We were up and scaling the steps to the porch as they raked it with fire. I pressed the trigger on the M16, holding it one-handed and hoping like hell I could hit one of them. Or at least keep them nervous.
Then it chugged one last time and ran dry.
Shit!
I let it fall and lunged for the set of double doors in the center of the building’s front, which looked like the main method of entry and, at that point, our only option.
Cowboy and I hit the doors together as more bullets tore up the porch behind our feet. We sprawled full length on the floor inside and rolled to kick the doors shut again. The shooting outside stopped.
Everything went quiet.
I lay on my back on the dark wooden floor, with my heels pressed against the door, looking up at the ceiling of a small foyer.
A glass chandelier over my head cast miniature rainbows on the white painted walls. A small wooden table along one wall was draped in bright purple fabric and supported an armada of flickering candles.
The smell of scented wax coated my throat.
The front doors didn’t look strong enough for my liking, so I wriggled to one side to get out of the line of fire, in case the two remaining guys decided to try shooting through them. I was set and breathing hard before I realized that Cowboy had done the same.
“You keep on goin’ boss-man,” he said as he jammed a speed loader into the Ruger. “Find your girl. I’ll stay here and slow these good ol’ boys down a mite.” I handed him the shotgun and all the shells I had in my pockets. Took a moment to refill the .45’s clip. I duck-walked across the foyer to a second set of double doors opposite the first.
I gripped the Colt in my fist and reached up, grabbed the doorknob.
I nodded at Cowboy.
He nodded back.
I wrenched the door handle, pushed it away from me and sprang into the room beyond in a roll, came up in a kneeling crouch, and looked down the Colt’s sights as I scanned for threats.
It was the largest of all the rooms I’d seen, and the most opulent.

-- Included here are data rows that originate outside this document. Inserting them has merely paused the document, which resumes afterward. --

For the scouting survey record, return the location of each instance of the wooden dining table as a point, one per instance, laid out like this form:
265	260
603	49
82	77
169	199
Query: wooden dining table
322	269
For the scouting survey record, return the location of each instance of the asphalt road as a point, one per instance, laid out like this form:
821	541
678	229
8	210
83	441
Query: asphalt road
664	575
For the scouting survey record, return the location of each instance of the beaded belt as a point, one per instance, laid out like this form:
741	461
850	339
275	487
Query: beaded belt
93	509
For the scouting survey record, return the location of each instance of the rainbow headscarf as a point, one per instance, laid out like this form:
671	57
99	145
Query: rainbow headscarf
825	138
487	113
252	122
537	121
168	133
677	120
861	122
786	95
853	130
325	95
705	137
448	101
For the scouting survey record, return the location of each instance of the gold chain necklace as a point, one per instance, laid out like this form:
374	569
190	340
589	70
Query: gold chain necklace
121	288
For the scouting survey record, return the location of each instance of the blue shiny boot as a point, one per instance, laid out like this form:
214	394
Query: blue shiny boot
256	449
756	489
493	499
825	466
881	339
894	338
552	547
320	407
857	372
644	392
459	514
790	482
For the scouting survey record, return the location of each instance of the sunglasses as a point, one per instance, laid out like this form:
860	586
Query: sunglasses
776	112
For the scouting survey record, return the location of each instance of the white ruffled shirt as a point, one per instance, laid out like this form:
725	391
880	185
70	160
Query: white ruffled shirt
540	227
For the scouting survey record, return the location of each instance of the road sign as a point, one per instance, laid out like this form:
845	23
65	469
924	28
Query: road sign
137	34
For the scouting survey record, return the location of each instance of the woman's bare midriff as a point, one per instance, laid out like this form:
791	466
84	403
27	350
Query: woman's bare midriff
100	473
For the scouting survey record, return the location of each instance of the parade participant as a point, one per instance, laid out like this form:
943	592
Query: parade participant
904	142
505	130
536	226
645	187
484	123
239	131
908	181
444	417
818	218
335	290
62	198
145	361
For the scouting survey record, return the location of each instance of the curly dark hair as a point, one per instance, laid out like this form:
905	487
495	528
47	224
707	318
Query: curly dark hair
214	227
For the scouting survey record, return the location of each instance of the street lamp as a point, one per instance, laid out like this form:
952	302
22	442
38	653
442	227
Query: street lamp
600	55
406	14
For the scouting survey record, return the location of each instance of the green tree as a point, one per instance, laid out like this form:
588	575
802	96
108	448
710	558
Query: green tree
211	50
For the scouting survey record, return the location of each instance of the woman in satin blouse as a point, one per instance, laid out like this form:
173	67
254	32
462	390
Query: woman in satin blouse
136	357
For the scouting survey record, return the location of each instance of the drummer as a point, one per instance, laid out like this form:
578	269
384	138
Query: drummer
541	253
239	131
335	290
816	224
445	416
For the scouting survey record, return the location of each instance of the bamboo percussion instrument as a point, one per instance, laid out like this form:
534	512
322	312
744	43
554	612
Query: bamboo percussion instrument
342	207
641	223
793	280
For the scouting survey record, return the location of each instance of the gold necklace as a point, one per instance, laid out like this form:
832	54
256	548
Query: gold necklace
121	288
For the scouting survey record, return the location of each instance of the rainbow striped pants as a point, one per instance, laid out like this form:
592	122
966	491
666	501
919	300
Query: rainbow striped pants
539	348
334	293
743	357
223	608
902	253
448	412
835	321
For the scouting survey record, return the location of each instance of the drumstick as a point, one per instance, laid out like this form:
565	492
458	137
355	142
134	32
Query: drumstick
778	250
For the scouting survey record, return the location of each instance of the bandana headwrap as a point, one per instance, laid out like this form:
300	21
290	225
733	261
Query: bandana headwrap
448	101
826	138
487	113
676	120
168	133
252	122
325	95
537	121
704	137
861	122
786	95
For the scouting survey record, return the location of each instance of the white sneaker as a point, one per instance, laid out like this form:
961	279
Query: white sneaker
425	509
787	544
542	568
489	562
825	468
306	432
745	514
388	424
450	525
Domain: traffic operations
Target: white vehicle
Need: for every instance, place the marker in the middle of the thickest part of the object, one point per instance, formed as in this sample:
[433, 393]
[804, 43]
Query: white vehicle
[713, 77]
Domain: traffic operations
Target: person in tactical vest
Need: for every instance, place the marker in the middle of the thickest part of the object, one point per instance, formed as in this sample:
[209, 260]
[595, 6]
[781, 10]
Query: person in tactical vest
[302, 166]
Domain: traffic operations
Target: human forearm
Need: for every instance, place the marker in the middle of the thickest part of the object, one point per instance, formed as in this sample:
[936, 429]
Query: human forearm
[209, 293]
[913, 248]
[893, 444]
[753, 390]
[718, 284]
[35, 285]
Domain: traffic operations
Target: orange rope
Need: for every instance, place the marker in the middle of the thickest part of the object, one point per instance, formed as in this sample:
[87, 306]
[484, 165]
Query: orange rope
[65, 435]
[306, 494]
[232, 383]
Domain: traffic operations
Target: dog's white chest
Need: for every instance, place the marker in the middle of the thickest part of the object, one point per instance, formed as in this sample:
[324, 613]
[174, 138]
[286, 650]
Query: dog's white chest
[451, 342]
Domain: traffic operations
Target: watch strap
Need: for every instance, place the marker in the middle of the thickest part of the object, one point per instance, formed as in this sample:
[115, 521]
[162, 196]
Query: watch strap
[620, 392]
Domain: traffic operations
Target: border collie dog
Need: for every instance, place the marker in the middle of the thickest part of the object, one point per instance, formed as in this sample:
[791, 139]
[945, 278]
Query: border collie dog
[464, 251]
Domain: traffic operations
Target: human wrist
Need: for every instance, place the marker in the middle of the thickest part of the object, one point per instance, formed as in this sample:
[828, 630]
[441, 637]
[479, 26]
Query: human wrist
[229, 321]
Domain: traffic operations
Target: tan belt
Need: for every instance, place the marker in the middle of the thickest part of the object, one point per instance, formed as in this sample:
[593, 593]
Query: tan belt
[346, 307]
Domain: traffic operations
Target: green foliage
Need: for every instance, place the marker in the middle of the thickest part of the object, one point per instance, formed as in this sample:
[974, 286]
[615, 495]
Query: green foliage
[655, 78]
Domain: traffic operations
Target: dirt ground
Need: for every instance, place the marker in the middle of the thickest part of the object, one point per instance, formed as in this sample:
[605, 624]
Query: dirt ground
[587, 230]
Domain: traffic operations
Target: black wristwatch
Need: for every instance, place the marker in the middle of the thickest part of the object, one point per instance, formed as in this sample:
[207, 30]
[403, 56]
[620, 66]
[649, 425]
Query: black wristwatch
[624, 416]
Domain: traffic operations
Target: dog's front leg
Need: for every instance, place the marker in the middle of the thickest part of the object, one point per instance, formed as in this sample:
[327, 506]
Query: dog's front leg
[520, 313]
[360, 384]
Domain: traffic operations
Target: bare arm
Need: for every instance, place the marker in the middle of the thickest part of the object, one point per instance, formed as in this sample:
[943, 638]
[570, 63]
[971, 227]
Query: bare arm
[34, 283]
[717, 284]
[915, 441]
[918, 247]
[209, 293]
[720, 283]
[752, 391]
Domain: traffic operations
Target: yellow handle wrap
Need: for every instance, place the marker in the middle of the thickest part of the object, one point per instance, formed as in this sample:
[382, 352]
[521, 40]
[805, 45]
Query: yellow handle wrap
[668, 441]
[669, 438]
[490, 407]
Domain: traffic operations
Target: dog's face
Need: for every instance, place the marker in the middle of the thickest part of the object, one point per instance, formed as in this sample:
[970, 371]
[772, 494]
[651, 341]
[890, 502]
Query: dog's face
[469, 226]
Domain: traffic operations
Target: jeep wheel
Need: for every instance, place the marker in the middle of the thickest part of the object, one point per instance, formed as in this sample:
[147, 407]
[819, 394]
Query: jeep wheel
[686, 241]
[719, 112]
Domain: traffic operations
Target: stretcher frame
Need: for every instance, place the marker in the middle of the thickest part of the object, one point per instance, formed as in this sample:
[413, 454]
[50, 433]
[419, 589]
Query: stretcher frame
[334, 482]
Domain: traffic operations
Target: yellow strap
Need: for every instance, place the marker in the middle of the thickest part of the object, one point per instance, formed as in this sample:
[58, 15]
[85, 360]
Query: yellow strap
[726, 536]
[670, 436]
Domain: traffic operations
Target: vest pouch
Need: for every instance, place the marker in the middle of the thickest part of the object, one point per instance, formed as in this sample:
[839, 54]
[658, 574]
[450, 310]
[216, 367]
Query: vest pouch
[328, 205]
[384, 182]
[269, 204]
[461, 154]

The space was maybe forty feet to a side, painted white and decked out around its perimeter with religious statues and murals on the walls. The floor was tiled with marble. Candles guttered on wall shelves, in niches and even on the floor. There must have been hundreds of the damned things.
Doorways on each side of the room led to places unseen. I hadn’t noticed other doors on the outside walls, so I assumed there were rooms behind those doors. Two more doorways lurked on the back wall, opposite where I’d come in.
Deep, rich red rugs led from each of the doorways toward the center of the hall, where a circle of columns flanked a raised platform. A big beam, detailed with curlicues and writing, connected the columns up at the ceiling line, creating a sort of circular room within the hall.
The writing I could see proclaimed OU MUST GIVE YOURSELF COMPLETELY TO YO
Bright coloured fabric draped between the columns and the ceiling within was domed upwards, painted with a twilight sky scene.
The platform inside the columns was raised above the floor below with three wide, marbled steps circling the whole shebang. Plush cushions littered the platform with mountains of fabric and pillows scattered on top.
The whole thing looked like some weird-ass hybrid of a Greek temple and Turkish sitting room, put together by an Italian decorator in the middle of a Texas desert.
Jolting me from my amateur architectural critique was the sight of girls sitting amongst the fabrics. Five of them sitting in a group, like a group of high-schoolers gossiping and laughing their way through a spring lunchtime. But these girls weren’t gossiping. Or laughing. Or talking.
Or smiling.
What they appeared to be doing was working hard to ignore the sixth girl, lying on the other side of the platform, her legs drawn up to her stomach. She sobbed and keened and sniffed, and wrapped her arms tighter around her knees. I took a step towards the knot of girls and they looked up as one.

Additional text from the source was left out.